The Shannon-Hartley theorem describes the maximum rate at which information can be sent over a bandwidth-limited AWGN channel. This rate is called the channel capacity. If \(B\) is the bandwidth of the channel in Hz, \(S\) is the signal power (in units of W), and \(N_0\) is the noise power spectral density (in units of W/Hz), then the channel capacity \(C\) in units of bits per second is\[C = B \log_2\left(1 + \frac{S}{N_0B}\right).\]

Let us now consider that we make \(n\) “sub-channels”, by selecting \(n\) disjoint bandwidth intervals contained in the total bandwidth of the channel. We denote the bandwidth of these sub-channels by \(B_j\), \(j = 1,\ldots,n\). Clearly, we have the constraint \(\sum_{j=1}^n B_j \leq B\). Likewise, we divide our total transmit power \(S\) into the \(n\) sub-channels, allocating power \(S_j\) to the signal in the sub-channel \(j\). We have \(\sum_{j=1}^n S_j = S\). Under these conditions, each sub-channel will have capacity \(C_j\), given by the formula above with \(B_j\) and \(S_j\) in place of \(B\) and \(S\).

The natural question regards using the \(n\) sub-channels in parallel to transmit data: what is the maximum of the sum \(\sum_{j=1}^n C_j\) under these conditions and how can it be achieved? It is probably clear from the definition of channel capacity that this sum is always smaller or equal than \(C\). After all, by dividing the channel into sub-channels we cannot do any better than by considering it as a whole.

People used to communications theory might find intuitive that we can achieve \(\sum_{j=1}^n C_j = C\), and that this happens if and only if we use all the bandwidth (\(\sum_{j=1}^n B_j = B\)) and the SNRs of the sub-channels, defined by \(S_j/(N_0B_j)\), are all equal, so that \(S_j = SB_j/B\). After all, this is pretty much how OFDM and other channelized communication methods work. In this post I give an easy proof of this result.

First of all, since the expression \(B_j \log_2(1+S_j/(N_0B_j))\) is increasing in \(B_j\), if \(\sum_{j=1}^nB_j < B\), then we can increase some of the values of the \(B_j\) until we have the equality, increasing as a consequence the sum \(\sum_{j=1}^n C_j\). Therefore, we can restrict ourselves to the case when \(\sum_{j=1}^nB_j = B\).
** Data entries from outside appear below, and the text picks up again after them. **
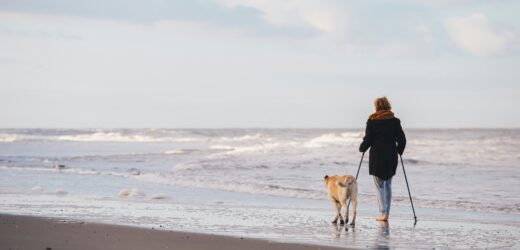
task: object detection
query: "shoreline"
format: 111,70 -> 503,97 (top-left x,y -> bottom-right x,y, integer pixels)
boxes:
0,213 -> 346,250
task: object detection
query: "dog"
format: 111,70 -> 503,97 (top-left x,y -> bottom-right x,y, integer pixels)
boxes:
324,175 -> 357,225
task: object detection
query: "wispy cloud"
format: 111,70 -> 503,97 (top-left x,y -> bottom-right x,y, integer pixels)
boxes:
446,13 -> 514,56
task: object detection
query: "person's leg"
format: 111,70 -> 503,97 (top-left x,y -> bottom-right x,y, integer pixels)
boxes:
374,176 -> 386,220
384,177 -> 393,217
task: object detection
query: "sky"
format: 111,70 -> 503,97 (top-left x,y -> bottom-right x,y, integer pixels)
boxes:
0,0 -> 520,128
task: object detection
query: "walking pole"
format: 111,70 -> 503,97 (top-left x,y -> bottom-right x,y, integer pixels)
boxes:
399,155 -> 417,226
347,152 -> 365,211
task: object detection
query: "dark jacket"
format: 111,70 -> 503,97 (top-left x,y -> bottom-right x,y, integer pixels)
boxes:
359,117 -> 406,180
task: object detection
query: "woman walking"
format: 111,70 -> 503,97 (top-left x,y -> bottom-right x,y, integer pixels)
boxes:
359,97 -> 406,221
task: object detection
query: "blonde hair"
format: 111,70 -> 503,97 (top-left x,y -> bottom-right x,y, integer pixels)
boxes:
374,96 -> 392,111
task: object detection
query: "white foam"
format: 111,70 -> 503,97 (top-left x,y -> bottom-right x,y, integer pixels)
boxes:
150,193 -> 170,200
54,189 -> 68,196
304,132 -> 363,148
119,188 -> 146,198
31,186 -> 43,193
0,134 -> 20,142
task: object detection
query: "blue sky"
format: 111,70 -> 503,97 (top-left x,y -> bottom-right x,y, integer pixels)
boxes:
0,0 -> 520,128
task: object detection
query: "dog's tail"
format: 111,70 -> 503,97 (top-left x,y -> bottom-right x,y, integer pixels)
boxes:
336,178 -> 355,188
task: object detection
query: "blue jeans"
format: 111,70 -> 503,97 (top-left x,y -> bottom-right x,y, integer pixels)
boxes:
374,176 -> 392,214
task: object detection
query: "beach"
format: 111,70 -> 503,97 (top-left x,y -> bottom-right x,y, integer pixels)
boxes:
0,129 -> 520,249
0,214 -> 343,250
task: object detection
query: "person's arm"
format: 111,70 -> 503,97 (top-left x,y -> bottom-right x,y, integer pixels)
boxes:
395,120 -> 406,155
359,121 -> 373,152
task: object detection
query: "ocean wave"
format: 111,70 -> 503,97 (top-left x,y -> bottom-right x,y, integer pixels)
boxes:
56,132 -> 200,142
0,131 -> 207,143
304,132 -> 363,148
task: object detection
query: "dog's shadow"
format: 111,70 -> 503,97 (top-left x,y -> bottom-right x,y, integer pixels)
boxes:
332,223 -> 356,239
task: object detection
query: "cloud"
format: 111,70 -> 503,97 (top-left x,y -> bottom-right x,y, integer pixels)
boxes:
446,13 -> 514,56
0,0 -> 316,37
220,0 -> 356,37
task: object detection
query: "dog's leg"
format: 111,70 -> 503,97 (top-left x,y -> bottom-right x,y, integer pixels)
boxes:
341,200 -> 348,223
350,199 -> 357,225
331,199 -> 343,224
338,203 -> 345,225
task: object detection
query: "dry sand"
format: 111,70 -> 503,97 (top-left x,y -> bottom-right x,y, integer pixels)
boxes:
0,214 -> 345,250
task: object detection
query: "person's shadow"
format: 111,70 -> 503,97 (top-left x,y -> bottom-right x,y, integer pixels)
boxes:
374,221 -> 390,249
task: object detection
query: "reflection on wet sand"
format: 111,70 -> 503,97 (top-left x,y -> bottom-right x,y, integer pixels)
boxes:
374,221 -> 390,249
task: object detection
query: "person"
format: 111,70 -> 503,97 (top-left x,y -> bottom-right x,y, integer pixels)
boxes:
359,97 -> 406,221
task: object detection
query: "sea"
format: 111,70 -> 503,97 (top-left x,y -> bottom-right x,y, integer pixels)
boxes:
0,128 -> 520,248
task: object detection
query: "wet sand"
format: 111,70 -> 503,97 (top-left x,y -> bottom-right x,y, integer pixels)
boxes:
0,214 -> 345,250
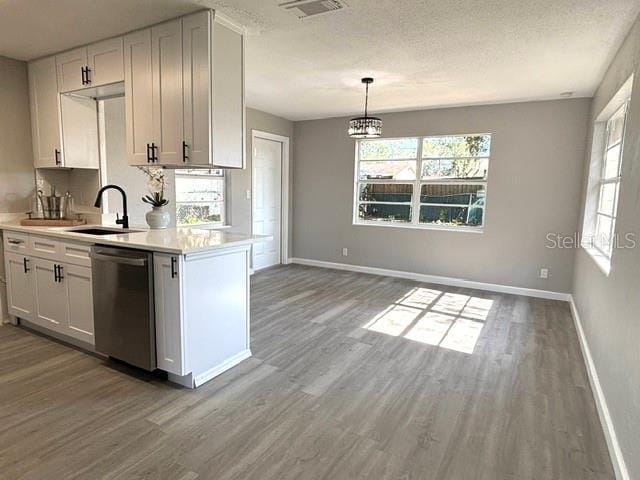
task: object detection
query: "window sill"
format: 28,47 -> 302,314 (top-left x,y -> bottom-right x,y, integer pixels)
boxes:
178,223 -> 231,230
353,221 -> 484,234
582,244 -> 611,277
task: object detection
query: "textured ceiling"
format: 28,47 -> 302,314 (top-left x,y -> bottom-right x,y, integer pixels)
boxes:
0,0 -> 211,60
0,0 -> 640,120
211,0 -> 640,120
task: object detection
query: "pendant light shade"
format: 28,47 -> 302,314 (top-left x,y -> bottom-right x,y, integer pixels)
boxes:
349,77 -> 382,138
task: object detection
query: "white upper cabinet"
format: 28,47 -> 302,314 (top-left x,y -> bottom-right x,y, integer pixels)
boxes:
211,17 -> 245,168
60,94 -> 100,169
125,10 -> 244,168
56,37 -> 124,93
152,19 -> 184,165
182,12 -> 213,165
86,37 -> 124,87
29,57 -> 63,168
29,10 -> 245,168
124,28 -> 153,165
56,47 -> 87,92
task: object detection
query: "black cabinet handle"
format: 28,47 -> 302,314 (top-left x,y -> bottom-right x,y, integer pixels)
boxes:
182,140 -> 189,162
171,257 -> 178,278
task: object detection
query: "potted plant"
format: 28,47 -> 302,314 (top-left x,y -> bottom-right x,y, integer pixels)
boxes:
142,168 -> 171,229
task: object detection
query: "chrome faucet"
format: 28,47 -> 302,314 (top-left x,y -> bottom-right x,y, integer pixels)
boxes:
93,185 -> 129,228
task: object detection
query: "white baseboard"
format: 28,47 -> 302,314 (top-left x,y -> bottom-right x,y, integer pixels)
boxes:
569,297 -> 631,480
193,349 -> 251,387
289,258 -> 571,302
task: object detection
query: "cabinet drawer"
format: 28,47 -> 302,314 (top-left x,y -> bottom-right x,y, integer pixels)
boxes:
59,243 -> 91,267
3,230 -> 30,255
29,235 -> 60,260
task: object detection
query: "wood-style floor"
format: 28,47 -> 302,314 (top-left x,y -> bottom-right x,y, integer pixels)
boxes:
0,266 -> 614,480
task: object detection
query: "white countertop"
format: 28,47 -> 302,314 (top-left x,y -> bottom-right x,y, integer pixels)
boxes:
0,222 -> 271,255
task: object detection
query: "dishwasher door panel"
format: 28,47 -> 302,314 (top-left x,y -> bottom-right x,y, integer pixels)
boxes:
91,246 -> 156,370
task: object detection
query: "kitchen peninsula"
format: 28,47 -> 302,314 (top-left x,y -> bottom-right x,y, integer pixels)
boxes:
0,223 -> 266,388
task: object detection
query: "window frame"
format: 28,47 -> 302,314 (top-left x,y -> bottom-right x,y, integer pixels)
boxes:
174,168 -> 229,227
352,132 -> 493,233
581,96 -> 631,275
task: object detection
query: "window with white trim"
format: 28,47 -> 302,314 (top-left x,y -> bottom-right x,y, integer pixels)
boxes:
354,134 -> 491,230
175,169 -> 226,225
586,101 -> 628,262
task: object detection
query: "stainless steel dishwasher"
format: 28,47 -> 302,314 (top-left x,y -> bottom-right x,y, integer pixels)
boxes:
91,245 -> 156,371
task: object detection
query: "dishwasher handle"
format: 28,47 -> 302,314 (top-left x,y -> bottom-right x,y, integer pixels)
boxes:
89,252 -> 147,267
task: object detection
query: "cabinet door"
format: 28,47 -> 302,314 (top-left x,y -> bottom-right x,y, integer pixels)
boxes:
62,264 -> 95,345
124,29 -> 153,165
4,253 -> 34,320
182,11 -> 212,165
29,57 -> 62,167
87,37 -> 124,87
213,22 -> 244,168
152,19 -> 184,165
153,253 -> 189,375
60,95 -> 100,169
56,47 -> 87,93
33,258 -> 68,332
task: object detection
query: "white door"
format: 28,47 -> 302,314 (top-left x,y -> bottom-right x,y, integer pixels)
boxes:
252,137 -> 282,270
32,258 -> 68,331
87,37 -> 124,87
151,19 -> 184,165
62,264 -> 95,345
4,252 -> 33,320
124,29 -> 153,165
29,57 -> 62,167
153,253 -> 188,375
56,47 -> 87,92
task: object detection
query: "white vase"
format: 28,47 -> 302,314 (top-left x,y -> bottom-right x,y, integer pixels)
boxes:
145,207 -> 171,229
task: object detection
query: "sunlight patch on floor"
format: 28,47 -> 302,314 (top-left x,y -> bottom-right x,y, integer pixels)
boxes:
363,288 -> 493,354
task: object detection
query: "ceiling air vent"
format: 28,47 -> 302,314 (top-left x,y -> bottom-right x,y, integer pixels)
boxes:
279,0 -> 347,19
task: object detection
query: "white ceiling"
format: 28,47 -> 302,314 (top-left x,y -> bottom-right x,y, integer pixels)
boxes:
0,0 -> 640,120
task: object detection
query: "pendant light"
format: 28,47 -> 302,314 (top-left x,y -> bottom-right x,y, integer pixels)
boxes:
349,77 -> 382,138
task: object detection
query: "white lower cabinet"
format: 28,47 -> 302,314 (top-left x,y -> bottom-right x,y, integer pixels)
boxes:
153,245 -> 251,387
62,265 -> 94,345
153,254 -> 189,376
5,232 -> 94,345
32,258 -> 69,333
4,252 -> 34,320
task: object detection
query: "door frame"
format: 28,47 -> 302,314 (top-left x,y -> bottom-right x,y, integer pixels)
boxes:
251,129 -> 290,267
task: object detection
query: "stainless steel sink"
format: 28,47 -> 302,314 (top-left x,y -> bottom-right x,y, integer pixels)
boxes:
67,227 -> 140,235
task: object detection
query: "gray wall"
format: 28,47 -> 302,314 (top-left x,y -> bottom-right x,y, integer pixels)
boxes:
227,108 -> 293,240
0,57 -> 34,213
573,13 -> 640,479
293,99 -> 590,292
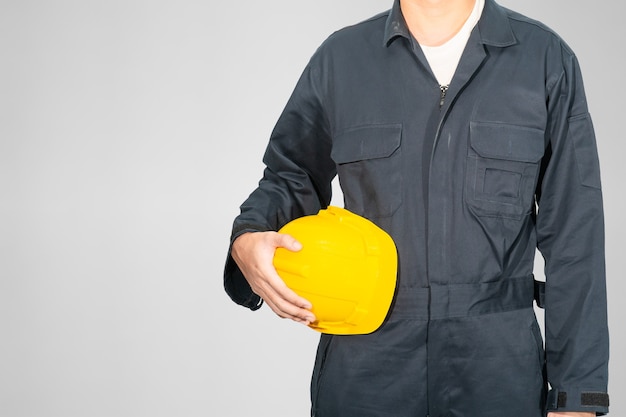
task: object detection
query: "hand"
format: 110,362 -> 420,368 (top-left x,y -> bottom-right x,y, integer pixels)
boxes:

Now we consider that \(B_j\) are fixed and apply Langrange multipliers to find the extrema of the function\[f(S_1,\ldots,S_n) = \sum_{j=1}^n B_j \log\left(1 + \frac{S_j}{N_0B_j}\right)\]subject to the condition \(\sum_{j=1}^n S_j = S\). This gives the system of equations\[B_j\left(1+\frac{S_j}{N_0B_j}\right)^{-1}\frac{1}{N_0B_j} + \lambda = 0,\]where \(\lambda\) is the Langrange multiplier. These equations can be rearranged as\[\frac{S_j}{B_j} = -N_0 – \frac{1}{\lambda}.\] It follows that the quotients \(S_j/B_j\) are all equal.
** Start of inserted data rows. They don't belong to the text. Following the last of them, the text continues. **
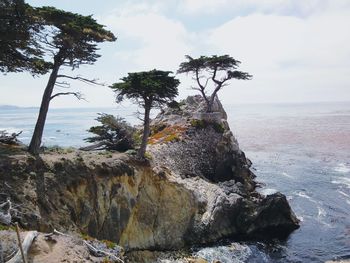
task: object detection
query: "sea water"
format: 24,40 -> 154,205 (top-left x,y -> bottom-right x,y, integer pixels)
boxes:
0,102 -> 350,263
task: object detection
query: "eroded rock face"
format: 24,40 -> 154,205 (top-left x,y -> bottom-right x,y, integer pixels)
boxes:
0,97 -> 298,253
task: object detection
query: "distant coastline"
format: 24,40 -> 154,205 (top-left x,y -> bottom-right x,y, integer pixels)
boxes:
0,104 -> 38,110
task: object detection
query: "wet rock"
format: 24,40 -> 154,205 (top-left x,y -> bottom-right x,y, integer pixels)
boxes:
0,96 -> 298,251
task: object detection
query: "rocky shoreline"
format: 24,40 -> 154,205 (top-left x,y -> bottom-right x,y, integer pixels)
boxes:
0,96 -> 299,262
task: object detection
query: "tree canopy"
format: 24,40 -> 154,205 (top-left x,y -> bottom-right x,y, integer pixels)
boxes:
177,55 -> 252,112
29,7 -> 116,154
85,113 -> 135,151
111,69 -> 180,158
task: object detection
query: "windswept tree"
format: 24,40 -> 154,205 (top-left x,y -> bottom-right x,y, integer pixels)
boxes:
82,113 -> 135,151
0,0 -> 50,75
29,7 -> 116,154
177,55 -> 252,112
111,69 -> 180,159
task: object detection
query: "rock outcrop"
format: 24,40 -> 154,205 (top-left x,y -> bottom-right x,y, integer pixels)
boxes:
0,96 -> 298,255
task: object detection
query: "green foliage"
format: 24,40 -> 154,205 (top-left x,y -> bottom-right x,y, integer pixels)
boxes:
111,69 -> 180,107
101,239 -> 117,249
111,69 -> 180,159
177,55 -> 252,112
35,6 -> 116,69
177,55 -> 252,82
0,224 -> 15,231
191,119 -> 225,133
85,113 -> 135,151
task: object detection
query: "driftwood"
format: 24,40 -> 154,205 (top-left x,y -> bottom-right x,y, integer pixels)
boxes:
6,231 -> 38,263
0,199 -> 12,225
45,229 -> 124,263
0,131 -> 23,144
79,141 -> 106,151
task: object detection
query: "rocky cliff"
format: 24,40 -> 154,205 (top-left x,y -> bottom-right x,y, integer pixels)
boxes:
0,96 -> 298,256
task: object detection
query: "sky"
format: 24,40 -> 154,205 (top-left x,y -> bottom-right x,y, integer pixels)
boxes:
0,0 -> 350,108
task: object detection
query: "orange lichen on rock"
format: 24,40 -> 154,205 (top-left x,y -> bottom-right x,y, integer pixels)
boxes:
148,125 -> 187,144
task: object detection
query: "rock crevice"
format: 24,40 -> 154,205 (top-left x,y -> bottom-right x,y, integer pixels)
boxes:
0,96 -> 298,253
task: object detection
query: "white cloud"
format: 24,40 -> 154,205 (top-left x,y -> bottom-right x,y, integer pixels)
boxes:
103,6 -> 192,70
208,13 -> 350,102
180,0 -> 350,16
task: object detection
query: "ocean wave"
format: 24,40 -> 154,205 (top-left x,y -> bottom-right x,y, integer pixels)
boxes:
260,188 -> 278,195
282,172 -> 293,178
0,127 -> 22,134
334,163 -> 350,173
293,191 -> 316,203
331,177 -> 350,188
195,243 -> 252,263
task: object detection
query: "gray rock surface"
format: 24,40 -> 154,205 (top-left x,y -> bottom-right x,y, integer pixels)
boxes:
0,96 -> 298,253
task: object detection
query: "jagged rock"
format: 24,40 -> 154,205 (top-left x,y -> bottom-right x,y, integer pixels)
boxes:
0,96 -> 298,253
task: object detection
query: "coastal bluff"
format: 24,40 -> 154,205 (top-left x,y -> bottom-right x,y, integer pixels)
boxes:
0,96 -> 299,256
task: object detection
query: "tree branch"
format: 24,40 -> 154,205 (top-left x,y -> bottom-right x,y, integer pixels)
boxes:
50,92 -> 86,101
57,74 -> 106,86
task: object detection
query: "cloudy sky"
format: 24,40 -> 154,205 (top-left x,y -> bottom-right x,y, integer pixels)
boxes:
0,0 -> 350,107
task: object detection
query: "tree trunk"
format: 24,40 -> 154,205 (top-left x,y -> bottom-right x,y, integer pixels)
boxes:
137,104 -> 151,158
28,61 -> 61,155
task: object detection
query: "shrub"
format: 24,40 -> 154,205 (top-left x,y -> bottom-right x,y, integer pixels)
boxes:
191,119 -> 225,133
85,113 -> 135,151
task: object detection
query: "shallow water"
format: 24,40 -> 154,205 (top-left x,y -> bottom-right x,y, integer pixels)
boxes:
0,103 -> 350,263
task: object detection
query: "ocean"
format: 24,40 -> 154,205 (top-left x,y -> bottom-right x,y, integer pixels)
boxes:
0,102 -> 350,263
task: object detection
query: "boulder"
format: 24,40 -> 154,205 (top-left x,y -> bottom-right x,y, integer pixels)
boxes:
0,96 -> 298,251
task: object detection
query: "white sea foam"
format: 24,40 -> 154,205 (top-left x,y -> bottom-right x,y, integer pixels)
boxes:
317,206 -> 327,219
331,177 -> 350,188
334,163 -> 350,173
338,190 -> 350,198
195,243 -> 252,263
261,188 -> 278,195
294,191 -> 315,202
0,127 -> 21,134
282,172 -> 293,178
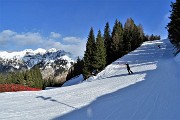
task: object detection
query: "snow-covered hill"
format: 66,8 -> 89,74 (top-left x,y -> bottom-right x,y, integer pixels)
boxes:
0,48 -> 74,81
0,40 -> 180,120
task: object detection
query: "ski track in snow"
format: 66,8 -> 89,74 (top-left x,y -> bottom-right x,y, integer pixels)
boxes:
0,40 -> 180,120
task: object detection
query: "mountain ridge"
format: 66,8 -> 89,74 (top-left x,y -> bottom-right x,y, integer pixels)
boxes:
0,48 -> 75,82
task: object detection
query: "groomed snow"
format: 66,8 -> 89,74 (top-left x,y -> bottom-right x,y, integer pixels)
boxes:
0,40 -> 180,120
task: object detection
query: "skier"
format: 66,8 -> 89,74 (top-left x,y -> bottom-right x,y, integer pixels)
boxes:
126,63 -> 133,75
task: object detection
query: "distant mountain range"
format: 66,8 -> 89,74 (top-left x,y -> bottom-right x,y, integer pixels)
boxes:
0,48 -> 75,82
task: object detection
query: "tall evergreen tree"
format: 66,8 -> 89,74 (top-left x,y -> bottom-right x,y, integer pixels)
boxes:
110,20 -> 124,62
104,22 -> 112,65
83,28 -> 95,79
137,24 -> 144,47
92,30 -> 106,70
123,18 -> 135,54
167,0 -> 180,52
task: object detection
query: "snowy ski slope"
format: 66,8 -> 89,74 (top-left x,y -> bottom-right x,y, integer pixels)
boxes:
0,40 -> 180,120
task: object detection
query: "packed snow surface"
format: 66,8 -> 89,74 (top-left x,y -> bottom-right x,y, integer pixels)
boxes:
0,40 -> 180,120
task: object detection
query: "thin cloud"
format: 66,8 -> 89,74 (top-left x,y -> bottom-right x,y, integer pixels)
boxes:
63,36 -> 82,44
50,32 -> 61,38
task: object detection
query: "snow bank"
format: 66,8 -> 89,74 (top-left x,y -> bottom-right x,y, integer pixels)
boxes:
62,74 -> 84,87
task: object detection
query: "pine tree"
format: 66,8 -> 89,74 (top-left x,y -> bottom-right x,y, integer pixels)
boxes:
92,30 -> 106,70
109,20 -> 124,62
137,24 -> 144,47
167,0 -> 180,52
104,22 -> 112,65
123,18 -> 135,54
83,28 -> 95,79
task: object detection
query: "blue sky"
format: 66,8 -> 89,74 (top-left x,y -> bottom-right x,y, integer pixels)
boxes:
0,0 -> 174,56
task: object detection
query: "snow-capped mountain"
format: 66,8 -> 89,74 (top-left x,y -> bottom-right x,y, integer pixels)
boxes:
0,40 -> 180,120
0,48 -> 74,82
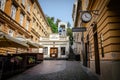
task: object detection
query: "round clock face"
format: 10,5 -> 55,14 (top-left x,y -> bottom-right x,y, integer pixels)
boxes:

Now we write \(S_j/B_j = K\). We have\[S = \sum_{j=1}^n S_j = \sum_{j=1}^n K B_j = KB.\]Therefore, \(S_j/B_j = S/B\). This implies\[\begin{split}\sum_{j=1}^n C_j &= \sum_{j=1} B_j \log_2\left(1 + \frac{S_j}{N_0B_j}\right) = \sum_{j=1} B_j \log_2\left(1 + \frac{S}{N_0B}\right) \\&= B \log_2\left(1 + \frac{S}{N_0B}\right) = C.\end{split}\]This is what we wanted to show.
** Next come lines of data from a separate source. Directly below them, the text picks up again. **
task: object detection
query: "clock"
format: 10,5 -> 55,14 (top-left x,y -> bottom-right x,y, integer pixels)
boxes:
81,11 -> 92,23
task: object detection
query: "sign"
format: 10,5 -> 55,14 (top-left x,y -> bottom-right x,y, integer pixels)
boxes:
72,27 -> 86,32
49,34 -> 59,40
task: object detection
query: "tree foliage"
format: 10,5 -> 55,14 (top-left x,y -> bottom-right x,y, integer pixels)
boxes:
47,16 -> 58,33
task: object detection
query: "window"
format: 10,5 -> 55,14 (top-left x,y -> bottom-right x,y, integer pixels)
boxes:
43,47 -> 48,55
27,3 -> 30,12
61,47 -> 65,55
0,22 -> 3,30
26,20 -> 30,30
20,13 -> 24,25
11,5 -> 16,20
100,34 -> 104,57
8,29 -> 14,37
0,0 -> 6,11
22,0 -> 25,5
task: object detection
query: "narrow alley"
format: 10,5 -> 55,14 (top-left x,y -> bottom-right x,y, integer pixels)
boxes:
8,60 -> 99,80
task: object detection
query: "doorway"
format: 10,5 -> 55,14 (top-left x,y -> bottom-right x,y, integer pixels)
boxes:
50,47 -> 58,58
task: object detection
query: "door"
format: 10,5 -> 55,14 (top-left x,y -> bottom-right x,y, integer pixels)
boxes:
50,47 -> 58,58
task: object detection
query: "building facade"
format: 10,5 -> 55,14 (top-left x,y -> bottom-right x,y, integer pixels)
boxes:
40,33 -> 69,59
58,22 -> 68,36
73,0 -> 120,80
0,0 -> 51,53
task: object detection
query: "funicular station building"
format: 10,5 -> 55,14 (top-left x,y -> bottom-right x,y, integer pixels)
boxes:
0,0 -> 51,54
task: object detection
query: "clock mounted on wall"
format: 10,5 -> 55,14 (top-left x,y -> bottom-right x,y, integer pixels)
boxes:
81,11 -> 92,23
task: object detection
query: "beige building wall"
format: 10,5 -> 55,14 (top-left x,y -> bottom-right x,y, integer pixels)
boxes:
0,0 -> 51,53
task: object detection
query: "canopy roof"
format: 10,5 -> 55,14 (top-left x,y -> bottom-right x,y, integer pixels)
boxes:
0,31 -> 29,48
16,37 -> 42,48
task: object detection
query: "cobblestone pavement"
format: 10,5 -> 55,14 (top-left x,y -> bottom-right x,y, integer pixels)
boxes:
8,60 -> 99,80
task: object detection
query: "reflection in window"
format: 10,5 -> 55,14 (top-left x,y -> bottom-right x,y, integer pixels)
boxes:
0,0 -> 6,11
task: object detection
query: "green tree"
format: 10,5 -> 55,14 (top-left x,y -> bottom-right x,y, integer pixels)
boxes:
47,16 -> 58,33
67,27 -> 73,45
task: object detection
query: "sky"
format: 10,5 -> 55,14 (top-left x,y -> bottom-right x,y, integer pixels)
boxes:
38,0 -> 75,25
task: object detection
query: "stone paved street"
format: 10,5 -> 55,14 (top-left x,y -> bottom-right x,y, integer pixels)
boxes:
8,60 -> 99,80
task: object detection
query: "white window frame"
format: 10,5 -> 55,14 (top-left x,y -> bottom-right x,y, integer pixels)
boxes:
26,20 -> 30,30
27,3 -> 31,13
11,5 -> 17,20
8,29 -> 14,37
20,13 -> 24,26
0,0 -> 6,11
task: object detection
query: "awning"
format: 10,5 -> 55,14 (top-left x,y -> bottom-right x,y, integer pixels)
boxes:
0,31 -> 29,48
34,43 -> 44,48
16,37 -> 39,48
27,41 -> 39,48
The attentive reader will perhaps have noticed that we also have the restrictions \(S_j \geq 0\), so we need to be a bit careful when applying Lagrange multipliers. However, this is not a problem. If the maximum was found at a point in which some of the \(S_j\) are zero, we can remove these variables (their corresponding capacities \(C_j\) are zero) and consider a problem with a smaller \(n\) in which all the \(S_j\) are strictly greater than zero.